Oscar Piastri, piloto da McLaren, demonstrou satisfação com as recentes modificações regulamentares anunciadas pela Federação Internacional de Automobilismo (FIA) para a temporada 2026. O australiano afirmou que a entidade abordou com seriedade os problemas relatados pelos competidores. As alterações focam no sistema de recuperação de energia e na segurança das disputas em pista.
O diálogo entre os atletas e a organização resultou em ajustes técnicos imediatos. Segundo o piloto, a categoria foi capaz de identificar pontos críticos que prejudicavam tanto a competitividade nas classificações quanto a integridade física dos envolvidos nas corridas. A resposta rápida da federação foi vista como um passo positivo para o equilíbrio do campeonato.
Ajustes técnicos combatem riscos de acidentes e queda de performance
A principal preocupação manifestada pelo grid envolvia a gestão da potência elétrica, que agora compõe metade da força dos motores. O fenômeno conhecido como superclipping gerava disparidades perigosas de velocidade entre os carros. Em momentos de recarga da bateria, a diferença de ritmo entre dois monopostos podia ultrapassar a marca de 50 km/h em trechos de alta aceleração.
Esse cenário foi o estopim para o acidente de Oliver Bearman, da Haas, durante o Grande Prêmio do Japão. Na ocasião, a variação brusca de velocidade em uma disputa direta causou a colisão. Piastri destacou que reduzir essas lacunas em locais inesperados era uma das prioridades do grupo de pilotos nas reuniões com a FIA.
As novas diretrizes técnicas implementadas pela federação incluem:
- Redução da capacidade máxima de recarga de energia durante as sessões de classificação (de 8 para 7 megajoules).
- Aumento da potência máxima permitida durante a execução do superclipping.
- Implementação de um teto rígido para o acionamento do botão de boost.
- Testes de novos protocolos para os procedimentos de largada.
- Monitoramento constante da eficiência térmica dos motores em regime de recarga.
Recuperação do desafio natural nas sessões de classificação
Além da segurança, a busca por uma condução mais pura nas voltas rápidas pautou as discussões. Com o regulamento anterior, os pilotos enfrentavam dificuldades para manter o acelerador ao máximo em toda a extensão do circuito. A necessidade de poupar energia para não comprometer o tempo final transformava a classificação em um exercício de gestão eletrônica excessiva.

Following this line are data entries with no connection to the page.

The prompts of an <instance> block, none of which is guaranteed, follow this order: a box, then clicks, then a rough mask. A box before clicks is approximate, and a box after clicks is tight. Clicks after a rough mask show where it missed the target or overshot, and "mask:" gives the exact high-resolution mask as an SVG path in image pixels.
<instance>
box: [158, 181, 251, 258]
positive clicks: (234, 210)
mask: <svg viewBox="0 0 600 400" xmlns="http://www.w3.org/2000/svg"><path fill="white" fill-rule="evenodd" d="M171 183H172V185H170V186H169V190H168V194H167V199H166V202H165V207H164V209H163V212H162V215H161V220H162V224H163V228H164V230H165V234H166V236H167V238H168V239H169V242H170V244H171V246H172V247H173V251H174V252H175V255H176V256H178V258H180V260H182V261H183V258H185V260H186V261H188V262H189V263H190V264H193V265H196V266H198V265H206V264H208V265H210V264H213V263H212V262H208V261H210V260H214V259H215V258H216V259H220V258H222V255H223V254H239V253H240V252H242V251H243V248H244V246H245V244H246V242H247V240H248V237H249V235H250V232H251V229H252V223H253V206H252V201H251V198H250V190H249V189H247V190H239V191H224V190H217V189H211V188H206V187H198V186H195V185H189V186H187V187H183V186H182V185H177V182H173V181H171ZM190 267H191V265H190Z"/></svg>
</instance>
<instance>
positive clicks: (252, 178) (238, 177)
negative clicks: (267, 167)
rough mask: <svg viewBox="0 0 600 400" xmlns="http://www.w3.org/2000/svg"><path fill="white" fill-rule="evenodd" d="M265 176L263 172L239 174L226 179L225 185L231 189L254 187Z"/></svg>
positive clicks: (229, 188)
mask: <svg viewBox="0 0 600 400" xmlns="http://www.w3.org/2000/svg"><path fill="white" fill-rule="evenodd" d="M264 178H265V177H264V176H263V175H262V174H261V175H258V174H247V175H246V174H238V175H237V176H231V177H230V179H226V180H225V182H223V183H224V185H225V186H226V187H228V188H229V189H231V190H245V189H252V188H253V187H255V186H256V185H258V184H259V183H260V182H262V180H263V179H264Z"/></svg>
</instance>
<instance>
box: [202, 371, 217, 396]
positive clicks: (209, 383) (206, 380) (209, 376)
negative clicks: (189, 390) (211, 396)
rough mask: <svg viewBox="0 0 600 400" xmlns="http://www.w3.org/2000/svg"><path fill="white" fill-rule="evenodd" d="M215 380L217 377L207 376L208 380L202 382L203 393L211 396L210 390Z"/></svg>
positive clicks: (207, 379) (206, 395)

Piastri ressaltou que o desejo dos competidores era retomar o desafio natural de extrair o limite do carro sem interferências artificiais constantes do sistema híbrido. Para o australiano, as mudanças refletem uma compreensão profunda da FIA sobre como os novos motores estão se comportando na prática. O ajuste fino na distribuição da carga elétrica deve permitir que as voltas lançadas voltem a depender primordialmente do talento e da agressividade do piloto.
Implementação imediata e planos para o futuro da categoria
As novas regras entram em vigor de forma oficial a partir do Grande Prêmio de Miami, que ocorre no próximo domingo. A urgência da aplicação demonstra o peso que o depoimento dos pilotos teve sobre o conselho técnico da Fórmula 1. Embora alterações estruturais na proporção 50-50 entre combustão e eletricidade tenham sido cogitadas, elas seguem em estudo devido à complexidade de engenharia.

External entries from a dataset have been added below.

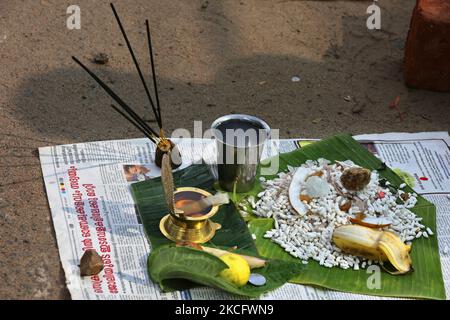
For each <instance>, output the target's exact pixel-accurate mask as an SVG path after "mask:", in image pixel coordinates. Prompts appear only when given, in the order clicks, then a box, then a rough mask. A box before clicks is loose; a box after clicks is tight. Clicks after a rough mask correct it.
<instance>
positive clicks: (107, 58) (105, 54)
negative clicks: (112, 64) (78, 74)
mask: <svg viewBox="0 0 450 320" xmlns="http://www.w3.org/2000/svg"><path fill="white" fill-rule="evenodd" d="M92 61H93V62H94V63H96V64H107V63H108V61H109V57H108V55H107V54H106V53H103V52H100V53H97V54H96V55H95V56H94V59H93V60H92Z"/></svg>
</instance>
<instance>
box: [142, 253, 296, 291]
mask: <svg viewBox="0 0 450 320" xmlns="http://www.w3.org/2000/svg"><path fill="white" fill-rule="evenodd" d="M296 263H297V262H286V261H282V260H270V261H269V263H268V265H267V266H266V267H264V268H261V269H258V271H257V272H258V273H259V274H262V275H263V276H264V277H265V278H266V280H267V282H266V284H265V285H264V286H260V287H255V286H253V285H251V284H246V285H245V286H243V287H236V286H235V285H233V284H232V283H230V282H228V281H227V280H225V279H223V278H221V277H219V276H217V275H218V274H219V272H220V271H222V270H224V269H226V268H227V267H228V266H227V265H226V264H225V263H224V262H223V261H222V260H220V259H219V258H217V257H216V256H213V255H211V254H208V253H206V252H203V251H199V250H195V249H191V248H187V247H176V246H174V245H165V246H161V247H159V248H158V249H156V250H155V251H154V252H152V254H151V255H150V257H149V259H148V270H149V274H150V277H151V278H152V279H153V281H156V282H157V283H159V284H160V286H161V288H162V289H163V290H164V291H173V290H185V289H189V288H192V287H193V284H194V283H195V284H201V285H205V286H210V287H214V288H217V289H222V290H225V291H227V292H229V293H232V294H236V295H240V296H247V297H252V298H256V297H259V296H260V295H261V294H263V293H265V292H268V291H271V290H273V289H276V288H278V287H279V286H281V285H283V284H284V283H286V282H287V281H288V280H289V279H290V278H292V277H294V276H295V275H297V274H298V270H299V269H298V268H295V265H296ZM194 286H195V285H194Z"/></svg>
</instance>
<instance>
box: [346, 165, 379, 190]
mask: <svg viewBox="0 0 450 320" xmlns="http://www.w3.org/2000/svg"><path fill="white" fill-rule="evenodd" d="M371 174H372V173H371V172H370V170H369V169H366V168H348V169H345V170H344V172H343V173H342V176H341V182H342V185H343V186H344V188H345V189H347V190H352V191H359V190H362V189H364V188H365V187H366V186H367V185H368V184H369V182H370V176H371Z"/></svg>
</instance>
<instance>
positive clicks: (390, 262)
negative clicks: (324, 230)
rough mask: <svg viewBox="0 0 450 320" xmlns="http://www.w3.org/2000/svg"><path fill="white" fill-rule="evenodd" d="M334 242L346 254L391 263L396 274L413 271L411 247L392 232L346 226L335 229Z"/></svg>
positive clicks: (333, 237) (410, 246) (370, 228)
mask: <svg viewBox="0 0 450 320" xmlns="http://www.w3.org/2000/svg"><path fill="white" fill-rule="evenodd" d="M333 242H334V244H335V245H336V246H337V247H339V248H340V249H341V250H342V251H344V252H348V253H351V254H354V255H356V256H362V257H366V258H369V259H372V260H376V261H389V262H390V263H391V264H392V265H393V266H394V268H395V269H397V272H396V274H404V273H407V272H409V271H411V269H412V261H411V257H410V255H409V252H410V251H411V246H408V245H406V244H404V243H403V241H402V240H401V239H400V238H399V237H398V236H397V235H395V234H393V233H392V232H389V231H381V230H375V229H371V228H367V227H363V226H360V225H344V226H340V227H338V228H336V229H334V232H333Z"/></svg>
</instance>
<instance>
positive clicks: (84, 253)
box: [80, 249, 103, 277]
mask: <svg viewBox="0 0 450 320" xmlns="http://www.w3.org/2000/svg"><path fill="white" fill-rule="evenodd" d="M102 270H103V261H102V258H101V257H100V255H99V254H98V253H97V251H95V250H94V249H89V250H86V251H85V252H84V254H83V256H82V257H81V260H80V275H81V276H82V277H85V276H93V275H96V274H99V273H100V271H102Z"/></svg>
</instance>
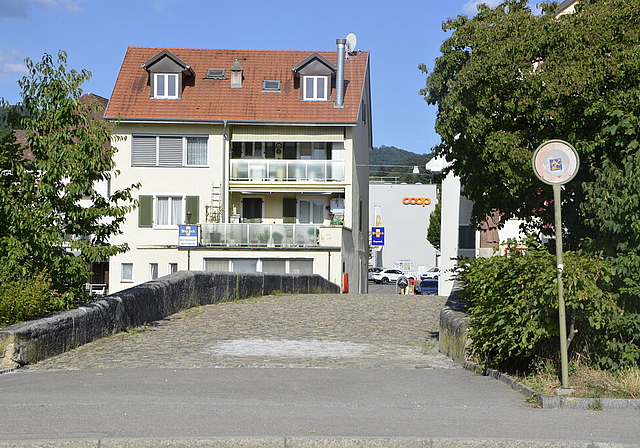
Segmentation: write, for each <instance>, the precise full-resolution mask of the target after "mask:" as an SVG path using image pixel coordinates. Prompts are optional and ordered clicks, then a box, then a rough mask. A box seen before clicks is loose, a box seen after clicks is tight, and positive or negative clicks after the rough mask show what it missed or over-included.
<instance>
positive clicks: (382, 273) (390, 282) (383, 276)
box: [373, 269, 405, 285]
mask: <svg viewBox="0 0 640 448" xmlns="http://www.w3.org/2000/svg"><path fill="white" fill-rule="evenodd" d="M403 275H405V274H404V272H402V271H401V270H400V269H385V270H383V271H380V272H377V273H375V274H373V281H374V282H376V283H383V284H385V285H386V284H387V283H395V282H397V281H398V279H399V278H400V277H401V276H403Z"/></svg>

A McLaren e as demais equipes já trabalham nos simuladores para adaptar o mapeamento dos motores aos novos limites de megajoules. Oscar Piastri acredita que, embora outras ideias tenham sido discutidas, a ação atual foi a mais apropriada para o curto prazo. O piloto reiterou que mudanças mais profundas exigem ciclos de desenvolvimento anuais, mas celebrou a abertura para o debate contínuo entre quem comanda e quem acelera na pista.

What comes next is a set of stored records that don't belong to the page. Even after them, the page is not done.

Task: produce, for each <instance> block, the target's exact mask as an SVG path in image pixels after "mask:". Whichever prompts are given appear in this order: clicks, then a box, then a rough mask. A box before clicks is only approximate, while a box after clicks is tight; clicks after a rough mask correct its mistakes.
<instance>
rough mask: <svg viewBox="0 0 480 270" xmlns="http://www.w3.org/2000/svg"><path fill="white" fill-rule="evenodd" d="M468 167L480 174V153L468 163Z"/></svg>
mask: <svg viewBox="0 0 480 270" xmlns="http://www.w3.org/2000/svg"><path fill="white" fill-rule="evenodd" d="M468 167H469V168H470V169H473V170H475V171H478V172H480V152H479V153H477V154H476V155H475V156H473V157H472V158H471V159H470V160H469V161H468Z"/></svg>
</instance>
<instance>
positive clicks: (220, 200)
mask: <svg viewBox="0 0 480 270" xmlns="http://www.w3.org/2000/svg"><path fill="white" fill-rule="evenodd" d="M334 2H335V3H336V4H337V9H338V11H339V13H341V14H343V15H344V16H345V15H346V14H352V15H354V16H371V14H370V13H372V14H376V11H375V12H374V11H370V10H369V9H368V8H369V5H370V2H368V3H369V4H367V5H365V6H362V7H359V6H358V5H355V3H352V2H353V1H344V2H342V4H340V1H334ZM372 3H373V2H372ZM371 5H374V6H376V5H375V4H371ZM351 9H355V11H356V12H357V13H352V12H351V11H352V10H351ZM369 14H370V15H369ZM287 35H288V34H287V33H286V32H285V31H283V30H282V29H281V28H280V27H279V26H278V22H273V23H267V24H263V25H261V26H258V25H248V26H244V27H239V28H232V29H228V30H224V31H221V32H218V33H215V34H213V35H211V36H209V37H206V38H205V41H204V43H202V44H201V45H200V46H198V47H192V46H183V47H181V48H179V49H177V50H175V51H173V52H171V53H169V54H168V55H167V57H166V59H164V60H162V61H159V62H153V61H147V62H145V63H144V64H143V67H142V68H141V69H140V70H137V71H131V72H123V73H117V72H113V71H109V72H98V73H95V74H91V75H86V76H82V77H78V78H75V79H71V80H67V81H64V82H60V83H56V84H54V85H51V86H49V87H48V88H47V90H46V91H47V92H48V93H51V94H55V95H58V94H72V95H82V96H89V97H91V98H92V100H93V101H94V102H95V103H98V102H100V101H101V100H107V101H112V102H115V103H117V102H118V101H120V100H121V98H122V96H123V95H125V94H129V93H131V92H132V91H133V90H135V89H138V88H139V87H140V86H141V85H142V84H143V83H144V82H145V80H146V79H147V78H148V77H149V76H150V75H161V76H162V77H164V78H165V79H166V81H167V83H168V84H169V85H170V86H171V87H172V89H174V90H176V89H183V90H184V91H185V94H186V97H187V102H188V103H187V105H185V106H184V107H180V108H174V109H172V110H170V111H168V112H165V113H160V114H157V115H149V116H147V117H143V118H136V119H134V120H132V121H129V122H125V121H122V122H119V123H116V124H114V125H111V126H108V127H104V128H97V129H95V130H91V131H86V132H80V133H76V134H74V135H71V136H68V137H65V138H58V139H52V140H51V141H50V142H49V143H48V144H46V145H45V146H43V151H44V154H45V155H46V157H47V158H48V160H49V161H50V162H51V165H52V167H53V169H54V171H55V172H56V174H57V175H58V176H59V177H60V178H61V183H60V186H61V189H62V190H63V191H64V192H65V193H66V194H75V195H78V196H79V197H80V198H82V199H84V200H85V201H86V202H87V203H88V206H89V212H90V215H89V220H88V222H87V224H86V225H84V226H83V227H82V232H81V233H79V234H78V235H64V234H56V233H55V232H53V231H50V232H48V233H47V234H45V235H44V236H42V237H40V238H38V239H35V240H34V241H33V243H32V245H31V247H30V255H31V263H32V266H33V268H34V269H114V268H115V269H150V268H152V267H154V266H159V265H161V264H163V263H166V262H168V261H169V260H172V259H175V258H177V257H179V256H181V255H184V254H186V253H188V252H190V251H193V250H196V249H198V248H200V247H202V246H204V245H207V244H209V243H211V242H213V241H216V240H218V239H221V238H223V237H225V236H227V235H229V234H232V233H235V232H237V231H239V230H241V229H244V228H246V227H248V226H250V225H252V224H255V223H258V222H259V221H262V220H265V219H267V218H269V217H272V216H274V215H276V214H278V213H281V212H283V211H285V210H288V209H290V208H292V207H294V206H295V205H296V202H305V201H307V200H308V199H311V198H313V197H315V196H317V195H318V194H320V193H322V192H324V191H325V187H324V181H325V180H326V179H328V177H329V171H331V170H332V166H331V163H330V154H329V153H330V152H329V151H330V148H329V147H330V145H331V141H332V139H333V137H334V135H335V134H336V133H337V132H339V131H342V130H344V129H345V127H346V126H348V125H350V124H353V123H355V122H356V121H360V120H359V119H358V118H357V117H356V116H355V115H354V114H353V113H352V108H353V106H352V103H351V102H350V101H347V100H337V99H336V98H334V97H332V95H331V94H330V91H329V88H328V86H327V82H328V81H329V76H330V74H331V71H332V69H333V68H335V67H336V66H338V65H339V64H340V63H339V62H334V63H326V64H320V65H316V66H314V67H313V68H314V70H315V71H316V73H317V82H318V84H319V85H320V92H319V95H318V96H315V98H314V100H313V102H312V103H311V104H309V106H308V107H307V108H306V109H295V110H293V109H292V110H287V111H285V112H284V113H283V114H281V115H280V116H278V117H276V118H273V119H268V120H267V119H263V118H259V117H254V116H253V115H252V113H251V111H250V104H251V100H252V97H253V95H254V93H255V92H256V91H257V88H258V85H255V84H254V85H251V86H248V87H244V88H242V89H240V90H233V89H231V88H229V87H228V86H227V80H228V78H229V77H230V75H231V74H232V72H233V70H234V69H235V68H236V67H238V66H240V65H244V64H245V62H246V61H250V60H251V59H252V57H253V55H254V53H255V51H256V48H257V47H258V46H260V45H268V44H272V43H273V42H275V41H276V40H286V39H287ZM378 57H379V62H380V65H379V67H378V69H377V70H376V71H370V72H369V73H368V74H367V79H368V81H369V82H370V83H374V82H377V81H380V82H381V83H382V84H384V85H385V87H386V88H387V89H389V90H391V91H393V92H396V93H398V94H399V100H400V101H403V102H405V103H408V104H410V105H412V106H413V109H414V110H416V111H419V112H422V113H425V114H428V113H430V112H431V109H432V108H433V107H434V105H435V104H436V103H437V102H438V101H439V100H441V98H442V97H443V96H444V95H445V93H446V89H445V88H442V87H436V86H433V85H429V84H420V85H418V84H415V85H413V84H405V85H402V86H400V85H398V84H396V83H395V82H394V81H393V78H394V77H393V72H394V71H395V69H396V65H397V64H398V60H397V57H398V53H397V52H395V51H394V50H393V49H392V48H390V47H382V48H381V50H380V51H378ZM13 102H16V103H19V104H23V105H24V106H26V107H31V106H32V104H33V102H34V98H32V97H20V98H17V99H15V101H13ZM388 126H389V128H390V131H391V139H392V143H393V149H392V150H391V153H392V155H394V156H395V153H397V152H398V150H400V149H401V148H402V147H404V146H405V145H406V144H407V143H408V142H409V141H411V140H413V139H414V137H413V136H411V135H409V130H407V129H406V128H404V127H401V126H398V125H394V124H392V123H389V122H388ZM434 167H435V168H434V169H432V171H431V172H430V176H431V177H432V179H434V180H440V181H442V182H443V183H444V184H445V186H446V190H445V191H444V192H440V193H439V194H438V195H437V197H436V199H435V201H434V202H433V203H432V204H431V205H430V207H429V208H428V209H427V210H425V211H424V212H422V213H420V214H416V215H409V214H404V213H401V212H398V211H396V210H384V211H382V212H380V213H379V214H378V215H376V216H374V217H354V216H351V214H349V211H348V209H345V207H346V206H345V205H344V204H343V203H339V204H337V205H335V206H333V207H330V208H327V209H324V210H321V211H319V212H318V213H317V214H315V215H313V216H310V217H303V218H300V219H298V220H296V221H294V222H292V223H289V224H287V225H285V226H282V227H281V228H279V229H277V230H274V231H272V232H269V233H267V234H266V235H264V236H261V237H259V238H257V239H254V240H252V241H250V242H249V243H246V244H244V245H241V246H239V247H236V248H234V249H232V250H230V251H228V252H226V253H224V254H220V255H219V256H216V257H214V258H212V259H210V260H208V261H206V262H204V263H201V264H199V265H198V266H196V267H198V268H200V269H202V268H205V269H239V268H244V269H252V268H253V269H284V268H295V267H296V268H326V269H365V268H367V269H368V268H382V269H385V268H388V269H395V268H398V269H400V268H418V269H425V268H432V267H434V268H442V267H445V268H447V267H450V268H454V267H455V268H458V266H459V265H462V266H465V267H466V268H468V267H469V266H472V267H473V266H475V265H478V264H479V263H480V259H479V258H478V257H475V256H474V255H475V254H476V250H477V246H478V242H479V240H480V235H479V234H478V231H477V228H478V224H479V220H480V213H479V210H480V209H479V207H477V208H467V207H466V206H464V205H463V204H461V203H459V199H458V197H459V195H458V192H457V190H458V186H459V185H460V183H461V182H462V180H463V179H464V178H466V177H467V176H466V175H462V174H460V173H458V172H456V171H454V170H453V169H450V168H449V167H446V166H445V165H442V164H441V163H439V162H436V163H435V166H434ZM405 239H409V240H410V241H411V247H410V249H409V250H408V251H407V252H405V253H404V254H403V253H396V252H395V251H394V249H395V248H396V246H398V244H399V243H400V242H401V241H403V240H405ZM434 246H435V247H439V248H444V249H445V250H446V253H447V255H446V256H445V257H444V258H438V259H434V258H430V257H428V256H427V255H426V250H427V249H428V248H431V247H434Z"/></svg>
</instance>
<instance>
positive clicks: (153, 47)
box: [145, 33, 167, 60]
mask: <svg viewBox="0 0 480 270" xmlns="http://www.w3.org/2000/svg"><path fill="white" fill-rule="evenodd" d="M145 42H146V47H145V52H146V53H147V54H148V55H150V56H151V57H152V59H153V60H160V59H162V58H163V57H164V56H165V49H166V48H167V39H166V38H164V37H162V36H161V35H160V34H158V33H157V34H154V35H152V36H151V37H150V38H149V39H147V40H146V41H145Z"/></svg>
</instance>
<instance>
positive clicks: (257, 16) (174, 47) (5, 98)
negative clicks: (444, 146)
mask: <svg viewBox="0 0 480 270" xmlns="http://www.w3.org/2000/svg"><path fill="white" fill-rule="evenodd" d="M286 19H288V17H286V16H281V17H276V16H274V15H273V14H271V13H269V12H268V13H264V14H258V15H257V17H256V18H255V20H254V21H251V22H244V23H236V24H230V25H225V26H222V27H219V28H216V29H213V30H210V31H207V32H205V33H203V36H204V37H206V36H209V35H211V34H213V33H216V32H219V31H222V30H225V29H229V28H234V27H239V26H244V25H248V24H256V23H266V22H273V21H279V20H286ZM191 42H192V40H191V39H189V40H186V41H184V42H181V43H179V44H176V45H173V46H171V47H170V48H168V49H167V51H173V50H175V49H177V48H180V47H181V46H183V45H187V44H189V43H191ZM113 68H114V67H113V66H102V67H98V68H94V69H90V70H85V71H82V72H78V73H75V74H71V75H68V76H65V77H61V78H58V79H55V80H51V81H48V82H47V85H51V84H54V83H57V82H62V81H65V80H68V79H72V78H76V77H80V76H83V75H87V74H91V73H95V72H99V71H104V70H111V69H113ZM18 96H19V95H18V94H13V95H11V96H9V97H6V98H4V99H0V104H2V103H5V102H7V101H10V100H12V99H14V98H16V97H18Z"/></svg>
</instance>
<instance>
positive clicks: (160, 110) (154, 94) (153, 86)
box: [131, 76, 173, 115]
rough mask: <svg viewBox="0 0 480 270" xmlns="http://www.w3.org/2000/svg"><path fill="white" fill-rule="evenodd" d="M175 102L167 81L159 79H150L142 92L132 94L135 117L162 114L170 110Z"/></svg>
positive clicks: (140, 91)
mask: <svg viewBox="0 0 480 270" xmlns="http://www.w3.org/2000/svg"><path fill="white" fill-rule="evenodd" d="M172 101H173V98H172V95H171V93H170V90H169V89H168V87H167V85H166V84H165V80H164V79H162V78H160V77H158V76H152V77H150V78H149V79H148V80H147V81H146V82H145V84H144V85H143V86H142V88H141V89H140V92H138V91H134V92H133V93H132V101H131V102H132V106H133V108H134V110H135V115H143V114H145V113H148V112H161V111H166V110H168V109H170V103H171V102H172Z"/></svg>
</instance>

A expectativa do paddock é que as corridas apresentem maior fluidez, evitando que pilotos fiquem vulneráveis em retas por falta de carga acumulada. O GP de Miami servirá como o primeiro laboratório real para medir se a redução da recarga na classificação e o novo teto de boost cumprirão o papel de aumentar o espetáculo sem comprometer a confiabilidade das unidades de potência.